第8章 気になるあの子は
花子 side
「こんにちは~!」
「おや、はなちゃん!おつかいかい?」
「うん!オクラとキャベツと…後、人参くださいな!」
ジルさんのおつかいでいつものお店に顔を出せばおばちゃんが出迎えてくれた。
「はい、いつもありがとうね!これおまけの林檎だよ!」
「わぁっ!いつもありがとう!」
お金を払おうとお財布を出した時、おばちゃんがニヤニヤと意味深な顔で私を見つめる。なんだろう?
「それにしてもはなちゃんもやるわねぇ~!」
「ん?」
私何かしたかな?この間、勝負だと言ってお店のお客さんと飲み比べした事かな?それともジルさんが楽しみにしていたお酒、彼が酔っ払った時についでに貰っちゃった事かな?…色々有り過ぎで分からん…!

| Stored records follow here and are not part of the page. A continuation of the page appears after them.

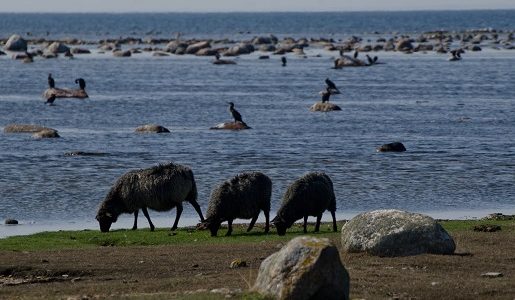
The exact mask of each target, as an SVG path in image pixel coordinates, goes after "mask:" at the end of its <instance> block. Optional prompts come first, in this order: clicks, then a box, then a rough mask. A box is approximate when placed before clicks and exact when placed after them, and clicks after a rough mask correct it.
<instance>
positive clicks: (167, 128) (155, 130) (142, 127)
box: [135, 124, 170, 133]
mask: <svg viewBox="0 0 515 300" xmlns="http://www.w3.org/2000/svg"><path fill="white" fill-rule="evenodd" d="M135 131H136V132H140V133H145V132H148V133H164V132H165V133H168V132H170V130H168V128H166V127H164V126H161V125H155V124H147V125H143V126H139V127H137V128H136V130H135Z"/></svg>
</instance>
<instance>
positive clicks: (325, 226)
mask: <svg viewBox="0 0 515 300" xmlns="http://www.w3.org/2000/svg"><path fill="white" fill-rule="evenodd" d="M440 224H442V226H443V227H444V228H445V229H446V230H447V231H449V233H451V234H452V233H453V232H460V231H472V230H473V228H474V226H476V225H482V224H493V225H499V226H501V228H502V230H503V231H513V232H515V220H449V221H447V220H445V221H440ZM342 225H343V222H339V224H338V228H341V226H342ZM313 229H314V227H313V225H310V226H309V227H308V234H313V233H312V231H313ZM225 230H226V229H224V228H223V229H221V230H220V231H219V232H218V237H211V236H210V234H209V231H207V230H205V231H196V230H194V229H191V228H181V229H178V230H177V231H175V232H171V231H170V230H169V229H166V228H158V229H156V231H154V232H150V231H149V230H148V229H139V230H135V231H133V230H114V231H111V232H109V233H101V232H100V231H98V230H82V231H54V232H41V233H36V234H32V235H26V236H13V237H8V238H5V239H0V250H7V251H38V250H62V249H87V248H96V247H130V246H157V245H187V244H195V243H198V244H203V245H209V244H217V243H224V244H225V243H259V242H262V241H265V240H266V241H278V242H281V241H289V240H290V239H292V238H293V237H296V236H300V235H303V232H302V226H300V225H298V224H295V225H294V226H293V227H292V228H290V229H289V230H288V233H287V234H286V236H282V237H280V236H278V235H277V234H276V233H275V230H273V229H272V230H271V232H270V233H269V234H264V233H263V229H262V228H254V229H253V231H252V232H250V233H247V232H246V231H245V230H246V226H245V225H235V226H234V231H233V235H232V236H230V237H226V236H224V234H225ZM320 230H321V231H320V233H317V234H316V236H317V237H327V238H338V236H339V233H335V232H332V231H331V229H330V224H329V223H324V224H322V225H321V226H320Z"/></svg>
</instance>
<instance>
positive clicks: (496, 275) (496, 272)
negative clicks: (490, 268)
mask: <svg viewBox="0 0 515 300" xmlns="http://www.w3.org/2000/svg"><path fill="white" fill-rule="evenodd" d="M503 276H504V275H503V274H502V273H499V272H486V273H483V274H481V277H489V278H497V277H503Z"/></svg>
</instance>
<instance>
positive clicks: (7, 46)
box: [4, 34, 27, 51]
mask: <svg viewBox="0 0 515 300" xmlns="http://www.w3.org/2000/svg"><path fill="white" fill-rule="evenodd" d="M4 49H5V50H7V51H27V41H25V40H24V39H23V38H22V37H21V36H19V35H17V34H13V35H11V37H10V38H9V39H8V40H7V42H6V43H5V46H4Z"/></svg>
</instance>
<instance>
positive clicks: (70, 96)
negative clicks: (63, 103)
mask: <svg viewBox="0 0 515 300" xmlns="http://www.w3.org/2000/svg"><path fill="white" fill-rule="evenodd" d="M52 95H55V97H56V98H79V99H84V98H88V97H89V96H88V93H86V91H85V90H81V89H60V88H53V89H52V88H49V89H46V90H45V91H44V92H43V98H45V99H48V98H50V96H52Z"/></svg>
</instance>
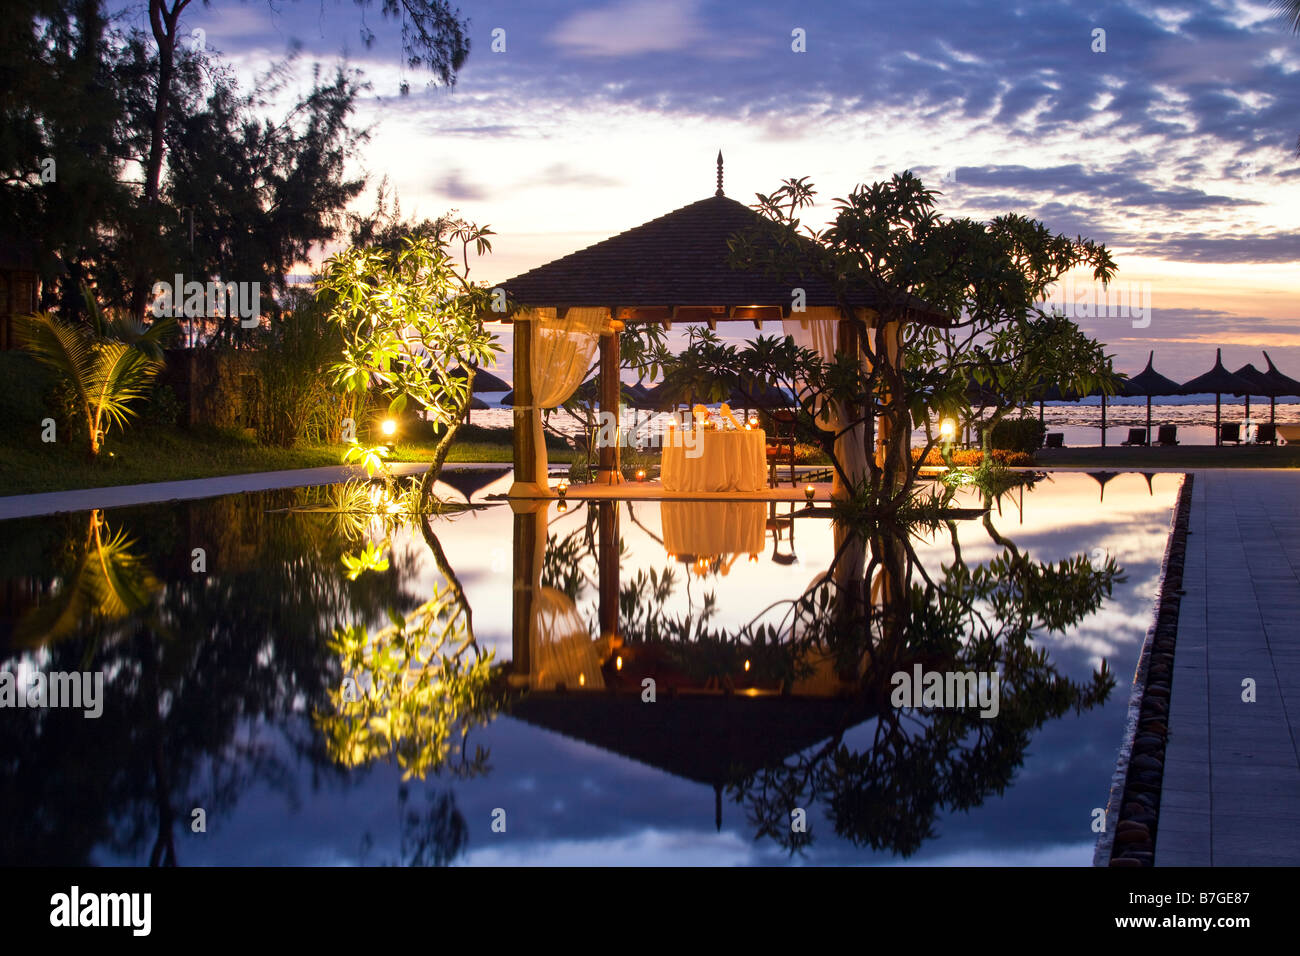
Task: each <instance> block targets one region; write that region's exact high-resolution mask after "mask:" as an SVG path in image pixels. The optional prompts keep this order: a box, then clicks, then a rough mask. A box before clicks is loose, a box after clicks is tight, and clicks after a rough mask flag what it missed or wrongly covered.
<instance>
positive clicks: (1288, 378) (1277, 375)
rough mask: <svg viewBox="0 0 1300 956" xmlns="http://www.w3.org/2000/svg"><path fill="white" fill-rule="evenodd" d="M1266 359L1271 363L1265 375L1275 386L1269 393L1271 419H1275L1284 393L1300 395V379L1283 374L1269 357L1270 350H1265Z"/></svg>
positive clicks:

「皆まで言わなくても大丈夫!…あんた赤髪の船長さんと良い仲なんだろ?」
「いや、全部言ってるよ?」
おばちゃんはポッと赤く染まった頬をまるで乙女の様に両手で包み身体をくねらせている。
「私とシャンクスさんは何も無いよ?」
「恥ずかしがらなくていいんだよ!最近、町ではこの話題で持ち切りなんだから!」
成る程…だから最近皆私を微笑ましそうな目で見ていたのね。おめでとうやら、良かったねやら…ジルさんに至っては。
ーお前が幸せなら…おらぁ喜んで送り出すぞっ…!ー
その後、おいおい泣いて大変だった…。まったく…何でそんな事になっているのやら。1人盛り上がっているおばちゃんにお金を払い、買った物を受け取ろうとした時、私の後ろからにょきっと逞しい腕が伸びてきた。
「おつかいか?花子。」
「ベックマンさん!」
私の後ろに立っているベックマンさんはいつもの様に煙草を咥え笑みを浮かべる。その腕にはさっき買った物が入った篭が抱えられていた。
「返してください!」
「これをジルさんの店に持っていけばいいのか?」
「聞いてます?!」
篭を奪い返そうと手を伸ばすと彼はその大きな身体を活かし上へ上へと持ち上げる。この人、完全に遊んでる!
「あらあら~!副船長さんもはなちゃんにご執心かい?」
「…そんなところだ。」
「ベックマンさん!」
「あら~!こりゃ今日は島中の娘の泣き声が聞こえるね~!」
きゃーっと黄色い声を上げるおばちゃんをよそにベックマンさんは私の腰に腕を回すと歩き出した。